Up to you, but fyi Charles @ canadian aquatics has some great zebra otos that stay pretty micro (less than 1 inch full grown i believe) and do a good job with algae.



tryumf_604 said:


> how long do you will amanos live for in the bag? They'll be in there for about 4 hours. Is this too long?


Prolly ok, you may want to wrap the bag in something to avoid temp fluctuation if you`re keeping them in the car or something. Float the bag a little longer when you get home too.

Hope that helps.


----------



## tryumf_604 (Sep 18, 2010)

Today I went to IPU to pick up some assasin snails. When I was there I also saw Amanos and Otos. I couldn't resist so I got those as well. I really like the zebra otos that canadian aquatics have but richmond is just too far for me.

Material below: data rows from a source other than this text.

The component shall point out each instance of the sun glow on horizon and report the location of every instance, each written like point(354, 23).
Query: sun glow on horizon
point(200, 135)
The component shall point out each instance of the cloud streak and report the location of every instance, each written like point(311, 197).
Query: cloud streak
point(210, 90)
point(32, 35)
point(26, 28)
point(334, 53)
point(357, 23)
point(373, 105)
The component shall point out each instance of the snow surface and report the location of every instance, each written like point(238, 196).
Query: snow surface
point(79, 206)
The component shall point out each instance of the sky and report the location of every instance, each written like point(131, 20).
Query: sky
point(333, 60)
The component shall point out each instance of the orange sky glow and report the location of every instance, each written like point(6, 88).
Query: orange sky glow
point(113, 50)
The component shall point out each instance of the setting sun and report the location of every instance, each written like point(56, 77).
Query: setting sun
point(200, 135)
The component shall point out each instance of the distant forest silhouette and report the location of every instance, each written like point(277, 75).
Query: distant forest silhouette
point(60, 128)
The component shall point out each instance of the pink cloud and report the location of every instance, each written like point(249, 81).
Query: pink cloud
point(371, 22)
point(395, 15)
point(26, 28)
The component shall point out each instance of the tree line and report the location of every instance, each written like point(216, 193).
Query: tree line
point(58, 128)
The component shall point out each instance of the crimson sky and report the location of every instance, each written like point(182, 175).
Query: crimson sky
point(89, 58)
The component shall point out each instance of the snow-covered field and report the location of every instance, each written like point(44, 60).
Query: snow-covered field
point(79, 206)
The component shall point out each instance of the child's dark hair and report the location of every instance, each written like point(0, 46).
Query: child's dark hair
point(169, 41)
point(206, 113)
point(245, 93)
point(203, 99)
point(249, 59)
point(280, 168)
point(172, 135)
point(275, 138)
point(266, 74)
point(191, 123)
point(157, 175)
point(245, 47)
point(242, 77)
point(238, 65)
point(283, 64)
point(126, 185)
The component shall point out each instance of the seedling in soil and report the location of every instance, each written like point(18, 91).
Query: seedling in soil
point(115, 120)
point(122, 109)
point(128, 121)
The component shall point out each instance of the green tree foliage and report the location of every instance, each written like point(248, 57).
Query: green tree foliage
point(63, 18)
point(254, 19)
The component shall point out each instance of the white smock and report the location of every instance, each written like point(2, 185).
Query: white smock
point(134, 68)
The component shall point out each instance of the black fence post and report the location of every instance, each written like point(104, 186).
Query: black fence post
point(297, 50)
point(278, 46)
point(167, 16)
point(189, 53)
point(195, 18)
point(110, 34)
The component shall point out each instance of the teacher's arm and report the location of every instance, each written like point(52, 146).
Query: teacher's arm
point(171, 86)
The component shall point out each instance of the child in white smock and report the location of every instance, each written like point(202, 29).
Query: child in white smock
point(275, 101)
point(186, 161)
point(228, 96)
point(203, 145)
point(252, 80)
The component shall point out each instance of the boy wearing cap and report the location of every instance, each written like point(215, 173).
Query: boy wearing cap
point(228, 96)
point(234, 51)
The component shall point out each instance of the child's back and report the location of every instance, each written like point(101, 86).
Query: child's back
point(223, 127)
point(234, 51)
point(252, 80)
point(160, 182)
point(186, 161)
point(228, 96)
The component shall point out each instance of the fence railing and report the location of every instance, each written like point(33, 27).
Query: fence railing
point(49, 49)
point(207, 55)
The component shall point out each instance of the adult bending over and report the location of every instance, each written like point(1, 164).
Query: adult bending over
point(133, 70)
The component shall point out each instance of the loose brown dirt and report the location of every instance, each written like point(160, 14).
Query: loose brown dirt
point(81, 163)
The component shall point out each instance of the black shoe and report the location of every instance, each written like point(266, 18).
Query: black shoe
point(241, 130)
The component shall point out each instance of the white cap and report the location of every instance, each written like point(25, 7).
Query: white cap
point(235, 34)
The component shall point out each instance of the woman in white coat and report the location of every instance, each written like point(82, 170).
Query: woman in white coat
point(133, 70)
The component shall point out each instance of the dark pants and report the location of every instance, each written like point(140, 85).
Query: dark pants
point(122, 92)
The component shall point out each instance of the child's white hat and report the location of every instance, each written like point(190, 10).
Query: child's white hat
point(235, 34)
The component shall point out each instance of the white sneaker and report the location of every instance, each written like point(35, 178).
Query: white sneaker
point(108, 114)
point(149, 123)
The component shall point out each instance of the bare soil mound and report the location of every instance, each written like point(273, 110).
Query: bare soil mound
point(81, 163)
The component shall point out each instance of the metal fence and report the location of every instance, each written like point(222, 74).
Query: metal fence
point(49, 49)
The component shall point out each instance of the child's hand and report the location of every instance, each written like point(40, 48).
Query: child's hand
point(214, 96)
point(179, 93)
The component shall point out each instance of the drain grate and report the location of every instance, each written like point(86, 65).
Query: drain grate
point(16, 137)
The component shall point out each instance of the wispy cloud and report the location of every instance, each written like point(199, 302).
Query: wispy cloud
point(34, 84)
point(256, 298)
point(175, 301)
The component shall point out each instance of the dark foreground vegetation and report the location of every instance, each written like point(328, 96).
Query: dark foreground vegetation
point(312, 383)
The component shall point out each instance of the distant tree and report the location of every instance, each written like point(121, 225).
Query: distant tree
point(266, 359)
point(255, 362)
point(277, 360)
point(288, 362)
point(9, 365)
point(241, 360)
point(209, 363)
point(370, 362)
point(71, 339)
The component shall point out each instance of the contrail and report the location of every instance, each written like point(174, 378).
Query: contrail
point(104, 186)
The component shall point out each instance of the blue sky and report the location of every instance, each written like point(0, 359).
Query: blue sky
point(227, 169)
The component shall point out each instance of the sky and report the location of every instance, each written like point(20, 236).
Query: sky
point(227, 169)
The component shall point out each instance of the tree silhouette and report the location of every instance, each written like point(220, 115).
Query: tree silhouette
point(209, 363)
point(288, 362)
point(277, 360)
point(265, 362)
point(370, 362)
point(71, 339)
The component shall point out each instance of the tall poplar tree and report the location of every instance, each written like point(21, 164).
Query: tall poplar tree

As I was deciding whether or not to get the otos at IPU the girl said she'll get the other livestock bagged. I asked for 3 assassin snails, 6 amanos, and 2 otos. When I got home and I was in the process of putting them into their new home I only see 3 amanos. Now I have to go back there tomorrow and get more. Luckily I kept all the papers and receipt. I was pretty disappointed so for the future, I'm always going to watch them put livestock in the bag. Anyway, here are the pics!


----------



## tryumf_604 (Sep 18, 2010)

Went back to IPU today to get the 3 amanos that were missing. So Galaxy Rasboras for sure guys? Probably 6 of them?


----------



## corad96 (Nov 24, 2010)

I think that was a great idea to mix the two colours and make that bold centre. Looks great! I have a five gallon and it grows algea pretty fast so you have to maintain it alot more. But it is fun!


----------



## tryumf_604 (Sep 18, 2010)

corad96 said:


> I think that was a great idea to mix the two colours and make that bold centre. Looks great! I have a five gallon and it grows algea pretty fast so you have to maintain it alot more. But it is fun!


haha howd you find my journal? I haven't updated or posted in so long


----------



## curtisonrad19 (Oct 31, 2010)

I love those pictures!  
They are beautiful,
Glad your journal came up. Was very intersting


----------